Use DFS to locate if all nodes are connected and no loop exists.


class Solution:
    def validTree(self, n: int, edges: List[List[int]]) -> bool:
        
        seen = [False] * n
        visited = 0
        stack = [0]
        
        graph = defaultdict(set)
        
        for a, b in edges:
            graph[a].add(b)
            graph[b].add(a)
        
        while stack:
            a = stack.pop()
            
            if seen[a]:
                return False
            
            visited += 1
            seen[a] = True
            
            for b in graph[a]:
                stack.append(b)
                graph[b].remove(a)
            
        
        return visited == n

5/01/2021

[LeetCode] 323. Number of Connected Components in an Undirected Graph

 Problem : https://leetcode.com/problems/number-of-connected-components-in-an-undirected-graph/

Use DFS to find all connected nodes.


A stack based DFS solution:


class Solution:
    def countComponents(self, n: int, edges: List[List[int]]) -> int:
        
        graph = defaultdict(list)
        
        for a, b in edges:
            graph[a].append(b)
            graph[b].append(a)
                    
        result = 0
        seen = set()
        stack = []
        
        for i in range(n):
            if i not in seen:
                result += 1
                
                seen.add(i)
                stack.append(i)
                
                while stack:
                    a = stack.pop()
                    
                    for b in graph[a]:
                        if b not in seen:
                            seen.add(b)
                            stack.append(b)
        
        return result

4/22/2021

[LeetCode] 666. Path Sum IV

 Problem : https://leetcode.com/problems/path-sum-iv/

Reconstruct the tree and them use DFS to get the path sums.

Because index starts from 1, for node coordinate (y, x):

-  left child coordinate on next level =  (y + 1,  2 * x - 1)

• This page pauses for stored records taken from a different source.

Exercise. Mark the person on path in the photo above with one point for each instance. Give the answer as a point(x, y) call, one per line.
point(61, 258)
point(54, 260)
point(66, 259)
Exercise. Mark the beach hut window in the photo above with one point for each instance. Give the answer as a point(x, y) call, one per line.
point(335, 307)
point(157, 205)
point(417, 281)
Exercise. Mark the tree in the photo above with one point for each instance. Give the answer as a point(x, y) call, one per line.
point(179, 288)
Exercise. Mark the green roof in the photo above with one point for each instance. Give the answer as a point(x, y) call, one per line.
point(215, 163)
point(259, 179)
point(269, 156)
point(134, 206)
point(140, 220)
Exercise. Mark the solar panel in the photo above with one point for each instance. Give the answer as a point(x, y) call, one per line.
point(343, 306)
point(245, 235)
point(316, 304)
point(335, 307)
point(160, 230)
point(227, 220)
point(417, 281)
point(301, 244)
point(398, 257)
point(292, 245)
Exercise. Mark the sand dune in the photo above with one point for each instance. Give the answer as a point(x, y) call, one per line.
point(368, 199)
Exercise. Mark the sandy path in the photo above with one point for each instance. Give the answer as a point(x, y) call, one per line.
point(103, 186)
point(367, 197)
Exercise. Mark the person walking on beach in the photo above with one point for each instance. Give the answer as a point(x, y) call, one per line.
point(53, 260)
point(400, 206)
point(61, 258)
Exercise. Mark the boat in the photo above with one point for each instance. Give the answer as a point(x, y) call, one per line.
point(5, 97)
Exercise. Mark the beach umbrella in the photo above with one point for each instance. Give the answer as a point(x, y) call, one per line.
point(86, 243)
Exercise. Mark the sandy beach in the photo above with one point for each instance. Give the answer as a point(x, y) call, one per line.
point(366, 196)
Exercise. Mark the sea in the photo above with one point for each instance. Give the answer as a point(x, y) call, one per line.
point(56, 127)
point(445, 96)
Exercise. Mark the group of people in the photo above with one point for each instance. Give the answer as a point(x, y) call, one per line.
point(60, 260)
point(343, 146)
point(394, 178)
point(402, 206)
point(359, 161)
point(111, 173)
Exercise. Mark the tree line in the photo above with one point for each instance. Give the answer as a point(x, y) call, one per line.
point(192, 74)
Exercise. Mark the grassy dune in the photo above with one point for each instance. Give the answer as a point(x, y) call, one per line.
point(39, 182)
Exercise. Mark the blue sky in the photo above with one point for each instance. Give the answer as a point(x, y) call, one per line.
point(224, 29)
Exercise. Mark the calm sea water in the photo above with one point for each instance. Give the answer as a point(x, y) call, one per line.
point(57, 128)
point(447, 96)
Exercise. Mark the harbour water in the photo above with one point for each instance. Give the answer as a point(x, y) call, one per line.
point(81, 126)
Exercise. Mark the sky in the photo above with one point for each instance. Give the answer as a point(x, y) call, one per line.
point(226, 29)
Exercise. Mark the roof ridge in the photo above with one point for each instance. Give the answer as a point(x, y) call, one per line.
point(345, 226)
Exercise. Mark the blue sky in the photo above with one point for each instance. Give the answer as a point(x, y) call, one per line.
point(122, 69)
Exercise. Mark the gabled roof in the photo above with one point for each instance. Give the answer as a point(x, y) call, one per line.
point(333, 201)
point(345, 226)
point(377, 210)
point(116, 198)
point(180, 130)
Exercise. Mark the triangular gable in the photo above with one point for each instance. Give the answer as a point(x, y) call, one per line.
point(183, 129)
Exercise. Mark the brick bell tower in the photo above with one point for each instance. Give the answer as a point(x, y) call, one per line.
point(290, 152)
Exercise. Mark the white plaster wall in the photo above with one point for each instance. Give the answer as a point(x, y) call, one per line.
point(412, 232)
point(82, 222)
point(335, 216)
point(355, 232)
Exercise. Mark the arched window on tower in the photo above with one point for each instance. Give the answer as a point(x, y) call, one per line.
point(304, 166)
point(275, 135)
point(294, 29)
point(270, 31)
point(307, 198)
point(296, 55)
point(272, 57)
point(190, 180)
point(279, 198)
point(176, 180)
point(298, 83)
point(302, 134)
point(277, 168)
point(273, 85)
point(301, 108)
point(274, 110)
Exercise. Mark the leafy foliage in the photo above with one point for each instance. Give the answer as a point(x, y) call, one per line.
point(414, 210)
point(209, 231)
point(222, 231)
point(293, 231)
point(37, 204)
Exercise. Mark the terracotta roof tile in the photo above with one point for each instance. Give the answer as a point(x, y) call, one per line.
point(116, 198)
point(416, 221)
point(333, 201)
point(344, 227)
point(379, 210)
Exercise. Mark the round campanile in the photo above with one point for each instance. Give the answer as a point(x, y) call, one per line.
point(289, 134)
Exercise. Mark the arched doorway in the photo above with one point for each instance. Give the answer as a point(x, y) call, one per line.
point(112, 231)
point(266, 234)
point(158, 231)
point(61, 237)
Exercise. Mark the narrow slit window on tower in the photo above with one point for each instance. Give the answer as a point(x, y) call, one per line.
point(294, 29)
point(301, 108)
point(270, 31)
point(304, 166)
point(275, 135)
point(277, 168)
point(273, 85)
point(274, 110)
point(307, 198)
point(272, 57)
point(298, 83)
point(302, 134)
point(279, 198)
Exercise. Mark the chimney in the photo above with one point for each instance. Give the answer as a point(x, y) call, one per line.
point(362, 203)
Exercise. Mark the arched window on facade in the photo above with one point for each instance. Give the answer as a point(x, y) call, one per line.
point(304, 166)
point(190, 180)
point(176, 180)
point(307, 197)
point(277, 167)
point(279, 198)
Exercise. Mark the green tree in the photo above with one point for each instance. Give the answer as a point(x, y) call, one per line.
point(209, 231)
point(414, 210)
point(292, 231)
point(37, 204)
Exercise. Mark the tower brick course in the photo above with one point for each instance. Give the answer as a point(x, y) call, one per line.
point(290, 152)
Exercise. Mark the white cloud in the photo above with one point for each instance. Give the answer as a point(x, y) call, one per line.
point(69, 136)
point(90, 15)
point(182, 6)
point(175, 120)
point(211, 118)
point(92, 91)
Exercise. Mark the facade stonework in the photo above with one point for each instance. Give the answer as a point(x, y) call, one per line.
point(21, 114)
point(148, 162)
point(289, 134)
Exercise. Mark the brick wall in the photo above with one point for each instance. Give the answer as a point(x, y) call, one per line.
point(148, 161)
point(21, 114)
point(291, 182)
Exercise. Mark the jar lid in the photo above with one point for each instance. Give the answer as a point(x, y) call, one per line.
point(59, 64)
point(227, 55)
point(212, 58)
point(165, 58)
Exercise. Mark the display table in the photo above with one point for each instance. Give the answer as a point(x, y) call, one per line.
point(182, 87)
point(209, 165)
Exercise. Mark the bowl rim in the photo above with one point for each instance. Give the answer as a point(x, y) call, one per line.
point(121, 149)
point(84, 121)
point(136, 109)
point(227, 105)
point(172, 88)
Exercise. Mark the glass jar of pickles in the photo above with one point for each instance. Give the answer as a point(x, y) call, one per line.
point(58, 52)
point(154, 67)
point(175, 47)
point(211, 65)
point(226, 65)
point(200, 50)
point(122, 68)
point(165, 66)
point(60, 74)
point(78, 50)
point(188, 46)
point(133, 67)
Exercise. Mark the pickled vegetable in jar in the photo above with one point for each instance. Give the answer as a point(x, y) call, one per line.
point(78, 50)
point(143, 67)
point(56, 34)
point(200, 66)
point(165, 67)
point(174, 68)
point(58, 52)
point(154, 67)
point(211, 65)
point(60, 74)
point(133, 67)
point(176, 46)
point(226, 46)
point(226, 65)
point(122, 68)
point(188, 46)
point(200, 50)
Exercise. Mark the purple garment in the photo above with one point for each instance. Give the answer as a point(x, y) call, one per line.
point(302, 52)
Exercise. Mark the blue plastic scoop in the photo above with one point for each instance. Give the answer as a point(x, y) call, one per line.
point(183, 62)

- right child coordinate on next level = (y + 1,  2 * x)


class Solution:
    def pathSum(self, nums: List[int]) -> int:
        
        tree = {}
        
        for n in nums:
            y = n // 100
            n = n % 100
            x = n // 10
            n = n % 10
            tree[(y, x)] = n
            
        
        def dfs(y, x, sums):
            if (y, x) in tree:
                sums += tree[(y,x)]
                
                # since index starts from 1
                # left child coordination = (y+1, 2*x - 1)
                # right child coordination = (y+1, 2*x)
                if (y+1, 2*x - 1) not in tree and (y+1, 2*x) not in tree:
                    yield sums
                else:
                    yield from dfs(y+1, 2*x-1, sums)
                    yield from dfs(y+1, 2*x, sums)
        
        
        return sum(dfs(1, 1, 0))    
        

[LeetCode] 437. Path Sum III

 Problem : https://leetcode.com/problems/path-sum-iii/

Traval tree in preorder approach. And use prefix-sum to find number of sub-array node value can form the target sum.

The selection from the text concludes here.